A concentração está marcada para as 17h na Candelária, de onde os participantes irão até a Central
Professores e estudantes do ensino federal, estadual e municipal de todo o país vão cruzar os braços nesta quarta-feira (15), Dia Nacional de Greve na Educação. O Sindicato dos Engenheiros no Estado do Rio de Janeiro (Senge-RJ) apoia a paralisação e convoca os engenheiros a somarem forças na luta em defesa da produção de conhecimento, da ciência e da tecnologia, elementos imprescindíveis ao desenvolvimento econômico e social, ao emprego, à autonomia e à soberania nacional.
No Rio de Janeiro, haverá atividades desde as 10h da manhã na Praça XV (oficinas, aulas abertas), até as 15h, quando os participantes sairão em marcha em direção à Candelária para o Ato da Greve Nacional da Educação, marcado para as 17h, com caminhada programada até a Central do Brasil.
Contra a reforma da Previdência e os cortes de investimentos na educação, os trabalhadores e trabalhadoras da rede pública e privada prometem uma histórica mobilização, que também servirá de “esquenta” para a greve geral marcada para o dia 14 junho contra a “reforma” da Previdência do governo de Jair Bolsonaro (PSL).
Diversas categorias profissionais e movimentos sociais em todo o país estão somando forças com estudantes e professores para a manifestação de amanhã (15), que poderá ser um divisor de águas na resistência aos ataques aos direitos sociais em curso.
Previdência
Se Proposta de Emenda à Constituição (PEC) nº 006/2019, da reforma da Previdência, for aprovada no Congresso Nacional, os professores e professoras serão uma das categorias mais penalizadas.
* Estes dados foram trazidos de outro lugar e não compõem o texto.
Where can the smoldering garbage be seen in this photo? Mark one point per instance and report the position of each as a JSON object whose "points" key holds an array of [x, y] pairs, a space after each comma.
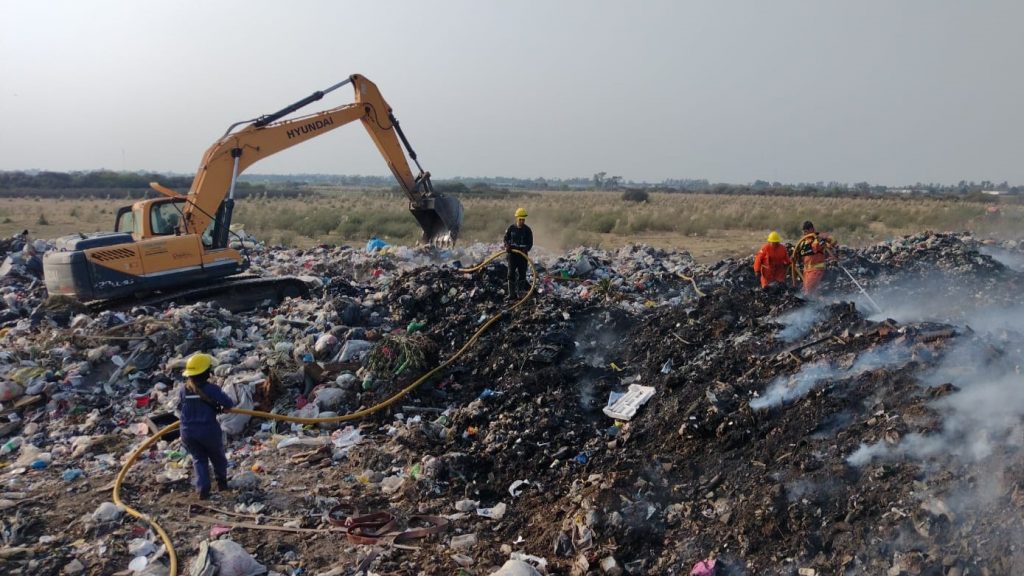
{"points": [[781, 436]]}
As mulheres terão de trabalhar pelo menos mais 10 anos e os homens mais 5 anos para alcançar a idade mínima de 60 anos para requerer a aposentadoria.
A proposta de Bolsonaro pretende fixar em 60 anos a idade mínima para professores e professoras da rede pública e privada se aposentarem. A reforma também pretende unificar em 30 anos o tempo mínimo de contribuição para ambos os sexos. E mesmo trabalhando durante 30 anos, os professores e professoras receberiam apenas 80% do salário-benefício. Para receber o valor integral do benefício (100%), eles teriam de contribuir por 40 anos.